As for monitoring, rather than using external monitoring (which will tend to increase RAM usage as it's constantly hitting the services), I'd recommend that you do internal monitoring. Monit is the ideal tool as it uses relatively low amounts of RAM and can be configured to restart services if they crash. It's actually installed and preconfigured already, although it's a very minimal setup (just monitoring) and should already email alerts. If you don't have your email configured (or port 25 is being blocked by your ISP, or you have a dynamic external IP which has been blacklisted) then you probably won't be getting the emails. Emails are nice, so that's probably worth looking into, but for our immediate purposes, it's not really required.

Here's some links for monit:
https://www.linode.com/docs/uptime/monitoring/monitoring-servers-with-monit
https://www.digitalocean.com/community/tutorials/how-to-install-and-configure-monit
https://www.htpcbeginner.com/monit-home-server-system-load-monitoring/

None of them explicitly talk about TurnKey, but it should be pretty generic. If you keep in mind that TurnKey is Debian under the hood (which is also closely related to Ubuntu - but not binary compatible, so don't add any Ubuntu PPAs or repos!) so you should be able to find plenty of info via Google.

Regarding logs to check, as a general rule, all logs (at least system logs and most Debian package logs) should be found in /var/log. For this, I'd recommend that you check the syslog, as well as the daemon log. Regarding the Samba crash, something should show in it's log too (although IIRC the Samba logging is pretty verbose, so there's probably lots of stuff in there that isn't relevant).

Hope that helps...

Marmite Sandwich's picture

Thanks, Jeremy, for this very thorough explanation and clues for further research. I will keep digging and see if I can keep my Asus eeePC in service.

For interest only, my (PC based) webmin monitor reported that webmin crashed again this morning, again at almost exactly 0900. I just need to find out what starts up at 0900 every morning...

I am sure your leads wrt Monit will help.

Cheers,
Marmite

Jeremy Davis's picture

If the 9am crash seems to be pretty reliable, then perhaps there's a cron job (similar to Windows' "Scheduled Tasks") starting something then?

If it is a cron job that is running daily at 9 then either the job has been specifically configured to run then (have a look at /etc/crontab) or you haven't set your timezone (and it's still using UTC time - by default daily cron jobs run at ~6.25am).

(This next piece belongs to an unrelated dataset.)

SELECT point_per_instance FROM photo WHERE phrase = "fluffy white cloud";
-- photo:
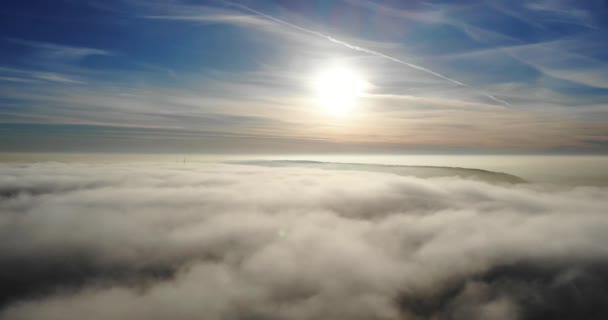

Note, that different to Windows, Linux likes the BIOS clock and the system clock to be set to UTC. If you want your logs (and cron jobs) to run according to your local timezone (rather than UTC) you then configure your timezone ('dpkg-reconfigure tzdata') and the system works out the offset. Your local time will then used in logs and when cron jobs run etc.

Once you've got Monit set up, you should be able to see what is happening at 9am.

Good luck and please keep me posted.

TBH though, the more I think about it, the weirder it seems. I don't really understand why Webmin is crashing. I would expect one of the other things to be a higher target (for OOMKiller) than Webmin...

It seems unlikely (due to the fact that it happens at a regular time) but another possibility is a bad stick of RAM. In my experience bad RAM (that would cause Windows to BSOD) will just make a Linux server do weird things.

Off topic: Out of interest, I had a Linux server in production for about 3 years that did some weird things occasionally (kernel panic when copying really large files was the worst of it). I never did work out what it was and eventually I replaced the hardware. I re-purposed the old server as a Windows desktop and it didn't take long to work out! I couldn't even install Windows as it kept blue screening...! Windows built in memtest wouldn't even run, but "proper" Memtest eventually showed a bad stick of RAM...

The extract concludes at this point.